Again returning to the subject case, we perceive no factual basis upon which the state may validly contend that the challenged evidence by Danny Shipley was admissible under the common scheme or plan exception. Apart from this, however, under Cutler, proof of events which occurred twenty-three or twenty-four years prior to the date of the current alleged offense are time barred under the remoteness doctrine. Evidence of aberrant sexual conduct between appellant and Danny Shipley was prejudicial to appellant, it was inadmissible under the common scheme or plan exception to the rule barring evidence of uncharged crimes and it also was too remote in point of time to be of probative value in the subject prosecution. The trial court erred in admitting the evidence over appellant’s objection.
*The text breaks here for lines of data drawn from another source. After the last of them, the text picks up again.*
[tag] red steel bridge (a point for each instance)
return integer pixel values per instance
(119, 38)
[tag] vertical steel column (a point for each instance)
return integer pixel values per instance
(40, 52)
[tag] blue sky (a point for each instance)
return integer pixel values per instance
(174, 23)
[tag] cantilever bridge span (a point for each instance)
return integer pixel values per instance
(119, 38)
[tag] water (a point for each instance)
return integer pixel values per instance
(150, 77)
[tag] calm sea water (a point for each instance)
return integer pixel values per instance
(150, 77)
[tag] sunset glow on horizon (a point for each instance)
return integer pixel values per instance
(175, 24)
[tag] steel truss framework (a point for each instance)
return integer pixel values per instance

The conviction must therefore be reversed.
Because this case is to be remanded and may be retried, it is necessary to consider an additional point of error raised by appellant. He argues that the court erred when it permitted the state to call the victim, Charles Bennett, as a witness at trial after first introducing before the jury the victim’s videotaped statement.
The point is squarely ruled by
State v. Seever,
The conviction is reversed and the case is remanded for a new trial.
All concur.
Notes
. Charles Bennett was not in fact related to appellant. Charles was the son born of a prior marriage of Vickie Shipley who had subsequently married appellant’s stepson, Paul Shipley.